Charles' Predicament
Goodhart's Law on the Factory Floor
In 1936, Charlie Chaplin (born Sir Charles Spencer Chaplin) played a factory worker who tightens bolts on an assembly line. All day, every day, the same motion. Faster. Faster. Faster! Until the motion starts tightening him. His body keeps going after the line stops. He tightens noses, buttons, anything round that he could find. The man has become a part of the machine. It continues with more absurdity afterwards: the feeding machine. A device designed to feed workers while they keep working, because a lunch break is wasted time.
The machine malfunctions spectacularly. Corn shoves itself into Chaplin's face. Soup flies everywhere. A mechanical napkin slaps him. The factory owner watches, nods, and decides the machine isn't efficient enough...yet.
Not: maybe we shouldn't feed humans with machines.
But: the machine needs improvement.
In the theatre we would laugh the same way people laughed when the movie first aired in 1936. The absurdity feels funny, but we leave the theatre with a distinct feeling of wondering: Why does this seem accurate to this time even though it's been almost 100 years since this first came out?
Some of the largest tech companies in the world are building leaderboards to track how many AI tokens their employees consume.
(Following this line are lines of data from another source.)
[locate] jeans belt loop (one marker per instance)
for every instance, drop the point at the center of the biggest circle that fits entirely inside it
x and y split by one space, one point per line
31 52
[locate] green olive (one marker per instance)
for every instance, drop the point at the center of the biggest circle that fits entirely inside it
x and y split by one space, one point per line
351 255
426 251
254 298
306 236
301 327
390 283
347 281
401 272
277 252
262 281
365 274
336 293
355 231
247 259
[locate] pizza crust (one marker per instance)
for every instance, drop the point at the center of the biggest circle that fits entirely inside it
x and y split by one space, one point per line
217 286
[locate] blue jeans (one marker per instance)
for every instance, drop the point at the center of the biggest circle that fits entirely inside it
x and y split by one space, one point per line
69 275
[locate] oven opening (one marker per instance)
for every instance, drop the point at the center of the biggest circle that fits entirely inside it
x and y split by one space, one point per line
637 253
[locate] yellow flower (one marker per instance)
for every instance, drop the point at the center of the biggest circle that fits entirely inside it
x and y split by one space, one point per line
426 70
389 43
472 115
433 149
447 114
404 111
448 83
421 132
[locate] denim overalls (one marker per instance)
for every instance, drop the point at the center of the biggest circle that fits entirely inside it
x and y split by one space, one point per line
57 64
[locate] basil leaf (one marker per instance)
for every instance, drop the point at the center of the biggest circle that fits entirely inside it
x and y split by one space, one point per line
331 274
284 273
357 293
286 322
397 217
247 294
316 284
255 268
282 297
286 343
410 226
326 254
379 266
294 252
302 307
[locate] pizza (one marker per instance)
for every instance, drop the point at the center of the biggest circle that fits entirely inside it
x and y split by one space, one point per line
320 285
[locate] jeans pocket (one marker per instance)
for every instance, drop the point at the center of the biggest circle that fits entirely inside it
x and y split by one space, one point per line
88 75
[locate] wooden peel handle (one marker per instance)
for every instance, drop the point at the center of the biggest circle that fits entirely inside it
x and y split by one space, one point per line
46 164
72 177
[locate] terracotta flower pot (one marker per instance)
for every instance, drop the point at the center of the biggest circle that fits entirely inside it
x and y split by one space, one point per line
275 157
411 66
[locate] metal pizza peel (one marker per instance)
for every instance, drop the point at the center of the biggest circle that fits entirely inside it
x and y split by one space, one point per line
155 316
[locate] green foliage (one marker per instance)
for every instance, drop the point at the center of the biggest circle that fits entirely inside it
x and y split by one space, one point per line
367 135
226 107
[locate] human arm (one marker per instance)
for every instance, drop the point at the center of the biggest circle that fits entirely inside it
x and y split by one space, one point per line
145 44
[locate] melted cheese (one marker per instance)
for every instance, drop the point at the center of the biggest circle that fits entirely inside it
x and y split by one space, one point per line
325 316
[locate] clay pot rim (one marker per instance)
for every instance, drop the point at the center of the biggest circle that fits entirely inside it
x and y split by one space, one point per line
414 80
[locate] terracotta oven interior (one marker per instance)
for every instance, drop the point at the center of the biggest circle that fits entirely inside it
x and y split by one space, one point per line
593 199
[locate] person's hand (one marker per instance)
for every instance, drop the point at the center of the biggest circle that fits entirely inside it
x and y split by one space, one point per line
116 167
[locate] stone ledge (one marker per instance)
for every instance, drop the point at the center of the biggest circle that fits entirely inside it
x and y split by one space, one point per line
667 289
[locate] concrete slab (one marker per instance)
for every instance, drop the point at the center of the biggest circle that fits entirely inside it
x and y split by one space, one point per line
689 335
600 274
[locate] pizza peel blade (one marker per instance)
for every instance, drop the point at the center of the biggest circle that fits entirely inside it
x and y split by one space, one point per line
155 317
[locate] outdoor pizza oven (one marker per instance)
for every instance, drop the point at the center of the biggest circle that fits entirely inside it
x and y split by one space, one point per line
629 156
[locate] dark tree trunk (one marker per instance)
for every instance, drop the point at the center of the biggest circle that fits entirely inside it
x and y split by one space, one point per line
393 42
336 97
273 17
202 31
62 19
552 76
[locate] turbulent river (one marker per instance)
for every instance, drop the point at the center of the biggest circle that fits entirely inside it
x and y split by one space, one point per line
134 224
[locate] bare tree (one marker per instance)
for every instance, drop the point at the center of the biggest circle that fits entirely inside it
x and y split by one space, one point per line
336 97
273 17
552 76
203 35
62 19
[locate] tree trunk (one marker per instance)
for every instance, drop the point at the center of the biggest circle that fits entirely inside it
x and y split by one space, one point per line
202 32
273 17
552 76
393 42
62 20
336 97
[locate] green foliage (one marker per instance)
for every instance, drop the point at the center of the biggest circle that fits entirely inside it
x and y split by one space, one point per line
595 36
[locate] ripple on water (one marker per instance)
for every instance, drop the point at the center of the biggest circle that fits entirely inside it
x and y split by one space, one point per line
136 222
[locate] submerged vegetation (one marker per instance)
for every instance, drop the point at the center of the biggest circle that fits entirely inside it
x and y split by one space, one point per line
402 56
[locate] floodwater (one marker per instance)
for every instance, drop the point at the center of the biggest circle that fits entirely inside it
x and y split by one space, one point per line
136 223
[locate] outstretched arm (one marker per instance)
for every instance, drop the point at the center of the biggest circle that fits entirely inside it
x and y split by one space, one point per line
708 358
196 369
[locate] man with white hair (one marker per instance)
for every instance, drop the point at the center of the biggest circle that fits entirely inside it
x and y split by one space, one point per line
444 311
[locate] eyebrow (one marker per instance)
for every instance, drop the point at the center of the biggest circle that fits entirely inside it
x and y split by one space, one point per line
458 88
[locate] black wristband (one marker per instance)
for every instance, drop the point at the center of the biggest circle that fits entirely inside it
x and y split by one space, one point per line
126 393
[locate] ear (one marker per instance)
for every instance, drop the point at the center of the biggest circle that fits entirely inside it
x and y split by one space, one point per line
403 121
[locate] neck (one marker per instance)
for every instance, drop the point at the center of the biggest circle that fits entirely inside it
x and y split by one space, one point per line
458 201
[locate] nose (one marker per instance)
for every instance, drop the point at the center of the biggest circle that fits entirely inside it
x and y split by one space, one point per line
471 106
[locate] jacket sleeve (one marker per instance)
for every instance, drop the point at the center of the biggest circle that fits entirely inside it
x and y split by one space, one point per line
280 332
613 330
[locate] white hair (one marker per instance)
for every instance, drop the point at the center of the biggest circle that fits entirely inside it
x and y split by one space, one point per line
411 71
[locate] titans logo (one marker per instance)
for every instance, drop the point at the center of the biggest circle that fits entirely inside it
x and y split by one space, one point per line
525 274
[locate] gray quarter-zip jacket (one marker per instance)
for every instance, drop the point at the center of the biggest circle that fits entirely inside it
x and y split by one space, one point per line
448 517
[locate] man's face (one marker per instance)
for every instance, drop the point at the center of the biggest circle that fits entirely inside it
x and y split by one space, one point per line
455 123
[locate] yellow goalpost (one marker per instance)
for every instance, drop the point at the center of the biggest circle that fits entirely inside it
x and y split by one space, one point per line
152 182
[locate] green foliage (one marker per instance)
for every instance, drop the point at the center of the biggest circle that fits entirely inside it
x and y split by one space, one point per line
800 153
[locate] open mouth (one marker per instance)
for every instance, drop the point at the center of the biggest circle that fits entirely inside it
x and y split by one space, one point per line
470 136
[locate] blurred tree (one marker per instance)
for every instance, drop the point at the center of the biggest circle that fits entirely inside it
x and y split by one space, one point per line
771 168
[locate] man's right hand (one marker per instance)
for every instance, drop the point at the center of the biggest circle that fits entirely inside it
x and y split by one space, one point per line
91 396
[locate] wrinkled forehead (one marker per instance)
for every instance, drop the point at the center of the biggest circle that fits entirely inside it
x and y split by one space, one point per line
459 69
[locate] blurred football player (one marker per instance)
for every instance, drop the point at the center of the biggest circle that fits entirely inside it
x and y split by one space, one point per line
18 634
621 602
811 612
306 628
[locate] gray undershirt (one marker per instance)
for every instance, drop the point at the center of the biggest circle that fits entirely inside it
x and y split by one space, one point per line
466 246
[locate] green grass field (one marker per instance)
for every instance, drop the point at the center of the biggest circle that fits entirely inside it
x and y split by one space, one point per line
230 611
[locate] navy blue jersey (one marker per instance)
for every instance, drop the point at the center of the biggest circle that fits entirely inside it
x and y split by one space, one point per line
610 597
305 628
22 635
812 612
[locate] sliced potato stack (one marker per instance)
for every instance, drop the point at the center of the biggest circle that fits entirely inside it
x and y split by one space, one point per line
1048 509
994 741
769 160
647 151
Shopify launched one in 2025, later quietly renaming it to "Usage Dashboard" when the internal competition got out of hand. Meta built something similar, then removed it after backlash. The logic behind all of them is the same: more tokens consumed equals more productivity. Use the AI harder. Faster. Faster. Faster!
So, have we all reached Chaplin's feeding machine, but for knowledge workers now as well? With Managers who now only own a clipping board, but a mechanical dashboard as well?
Wrong Classroom
Before the industrial revolution, the concept of "productivity" as we know it didn't exist. People worked in rhythms. Seasonal, cyclical, tied to daylight and harvest. Then the factory arrived, and with it a new equation: more output per hour equals more value. For repetitive, physical work, that was actually true. More bolts per minute meant more product on the shelf. Easy Math.
Around 1900, Frederick Taylor formalized this into what he called "Scientific Management." Stopwatch in hand, he measured every motion on the factory floor. How long to pick up a bolt. How long to place it. How long to tighten it. Every second accounted for, every movement optimized. The worker became a unit of output.
The problem now is: that factory closed for most, but the logic didn't.
Knowledge work is not repetitive. Writing code is not tightening bolts. Solving a complex design problem is not assembling a part. Yet the system still measures as if it were: hours spent, tickets closed, lines written, tokens burned. The equation "time equals money equals value" was established over two centuries ago, and it still runs underneath most of how organizations think about work.
A Lesson in History
In 1975, Charles Goodhart described what might be the most reliably proven principle in organizational behavior: "When a measure becomes a target, it ceases to be a good measure." The moment you start rewarding a number, people optimize the number. Not the thing the number was supposed to represent.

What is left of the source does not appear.